中国政府が今年7月に出した事実上の「宿題、学習塾禁止令」が波紋を呼んでいる。小中学生を対象に、小学校1~2年生に対しては宿題を禁止、他の学年でも宿題の量を厳しく制限するほか、学習塾も新規開設および営利目的の活動は禁止、非営利団体としてのボランティア活動しか認めないなどという厳しいものだ。
しかし、中国では「上に政策があれば、下に対策がある」といわれるように、塾講師が小学生の自宅を訪問し、勉強を教えるなどの「違法」な運営をしていた塾が摘発されるなど、政府と学習塾側の「いたちごっこ」が続いている。中国メディアなどが伝えている。
中国政府は7月24日、「小中学生の宿題を軽減し、学外教育の負担を軽減する」という「双減」方針を発表。小中学校が児童・生徒に課す宿題を細かく制限すると同時に、小中学生向け学習塾の新設は認めず、既存の学習塾は非営利団体として登記させると通告。学校の宿題はともかく、学習塾は存在そのものが否定される形となった。

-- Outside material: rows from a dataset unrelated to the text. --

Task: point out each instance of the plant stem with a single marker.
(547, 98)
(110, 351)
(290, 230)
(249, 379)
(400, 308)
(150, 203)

しかし、最近、北京市政府は「違法な運営をしていた63の学習塾を閉鎖させ、計311万元(約5293万円)の罰金を命じた」と発表。「彼らは自分たちのサービスを『コンサルティング』、『家庭科』、『住み込みの教師』などと称して放課後の家庭教師を提供しており、今後も無免許の組織や個人を一掃する」と通達した。
さらに、中国教育省は「放課後の家庭教師は、監督の目を避けるために地下に潜っているところもあり、それが政策の実施に影響を与え、悪影響を及ぼしている。これらの行為を断固として調査し、処罰するよう、すべての地域で指導する必要がある」と指摘している。
中国紙「南方都市報」によると、現役の教師や家庭教師が「栄養士」、「ジムの先生」、「保育士」などと称して、生徒の自宅に出入りし、勉強を教えているという。同紙は「受験競争の激化で急成長した学習塾業界では1000万人もの人たちが働いていたが、中国政府の弾圧とも言える政策で壊滅的な打撃を被っている。学習塾業界では8月末までに16万社が倒産した」と政府の方針を批判的に伝えている。
ネット上では「学習塾を禁止するのならば、テストもなくすべきで、高校や大学の入試もなくすべきだ。厳しい入学試験を抜本的に見直さないで、学習塾ばかりを責めるのは一方的に過ぎる」などとの声が出ている。